Since 2018, a Paediatric and Life Limited Service had also been commissioned from the NI Children’s Hospice. That service had provided a specialist nursing role to support children, families and clinicians in recognising and managing end-of-life needs, as well as access to a dedicated bed in the NI Children’s Hospice or in the child’s home. Funding of £186,000 for the service had been made initially through Confidence and Supply transformation funding. The Department of Health had extended that funding for a further year to ensure the continued delivery of the service by the NI Children’s Hospice.
The Minister had gone on to state that, in recognition of the challenges being faced by hospices during the current pandemic, the Health and Social Care Board, with the agreement of his Department, had put in place arrangements to support hospices’ cash flow. Those arrangements had applied also to contracts between hospices and Health and Social Care Trusts. The Health and Social Care Board worked closely also with hospices around the availability of Personal Protection Equipment, fit testing and access to sanitising equipment and to keep them informed of the broader system approach to responding to Covid-19.
The Minister welcomed the additional funding which had been made available to hospices, in recognition of the restrictions on fundraising opportunities and retail, as a result of Covid-19, and had referred to £6.75m and £7.3m which had been allocated to local hospices and the Cancer Fund for Children in May and October, 2020 respectively.
He explained that the Health and Social Care Board had recently completed a review of adult hospice funding, which had identified a total funding shortfall of £867,360 between the 2019/20 funding provided to hospices, when compared against benchmarked costs assessed as part of the review process. That additional funding had been made available to hospices and had been backdated to April, 2019. In October, 2020, the Health and Social Care Board had also approved a 4% uplift for 2020/21 to the value of its core contract Service Level Agreements held with hospices in Northern Ireland. The Minister believed that, given that the current funding arrangements date back to 2004, it would be appropriate to review those arrangements in light of the changing context and demographics for palliative care and trusted that hospices would engage in that process.

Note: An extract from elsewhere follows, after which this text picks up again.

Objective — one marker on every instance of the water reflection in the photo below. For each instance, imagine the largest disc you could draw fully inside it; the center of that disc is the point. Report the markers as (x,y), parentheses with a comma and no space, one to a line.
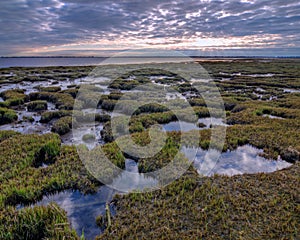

The Minister had concluded by stating that the New Decade New Approach deal included a commitment to increase investment on palliative and end-of-life care to fully implement service improvements, including enhancing the contribution of hospices, and to increase support for palliative perinatal care. Investment to meet the New Decade New Approach commitment had been captured within his Department’s bids for additional funding in the Department of Finance Budget 2021-22 exercise.
The Committee noted the information which had been provided.